DENUNCE GIUSTE E MORALISMI SBAGLIATI


Fino all’altro ieri, Fabio Fazio era l’uomo più corteggiato d’Italia: case editrici, case discografiche, case cinematografiche, politici, chiunque avesse qualcosa da promuovere sul mercato avrebbe fatto carte false per entrare in quel salotto. Adesso è diventato la vittima sacrificale. Per di più, non uno dei suoi famosi invitati è intervenuto in sua difesa.
L’on. prof. Renato Brunetta, invitato a «Che tempo che fa», si è divertito a sfregiare il galateo di quella trasmissione. Come ha scritto il Foglio , «Là, dove tutti mozartianamente si danno la mano, si danno di gomito, si baciano/abbracciano/complimentano, cenacolo e ritrovo e tavernetta casalinga dei mejo italiani, in tre inauditi minuti Renato Brunetta ha messo i piedi sul tavolo, il dito nell’occhio, le mani nel piatto. Insopportabile. Implacabile. Imperdibile».
L’on. prof. Brunetta, membro della Commissione di vigilanza Rai, ha pubblicamente rivelato i guadagni del conduttore e ha messo in discussione le modalità del rinnovo del suo contratto.
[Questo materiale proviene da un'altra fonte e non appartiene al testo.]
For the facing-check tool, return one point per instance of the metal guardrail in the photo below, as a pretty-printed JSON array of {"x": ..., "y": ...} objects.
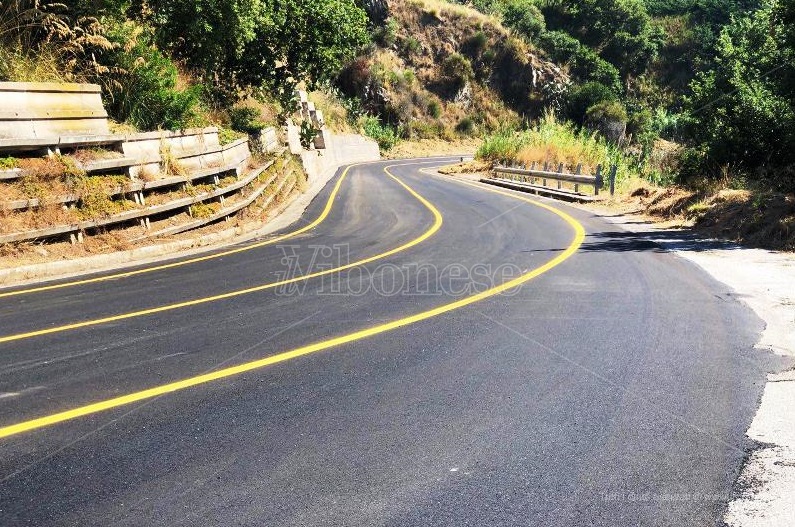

Senza fare il tifo né per l’uno né per l’altro, proviamo a ragionare su quanto è successo. Sui milioni che Fazio guadagna si è subito aperto il fuoco amico e nemico: Grillo, il solito Codacons, parte del «popolo del Web». I soldi sono tanti, ma, senza infingimenti e moralismi, la cosa più importante è che quei soldi siano un buon investimento. Se Fazio, con i suoi programmi, riesce ad avere un ritorno pubblicitario proficuo significa che quei soldi sono ben spesi. A Mediaset, a Sky, a La 7 fanno così.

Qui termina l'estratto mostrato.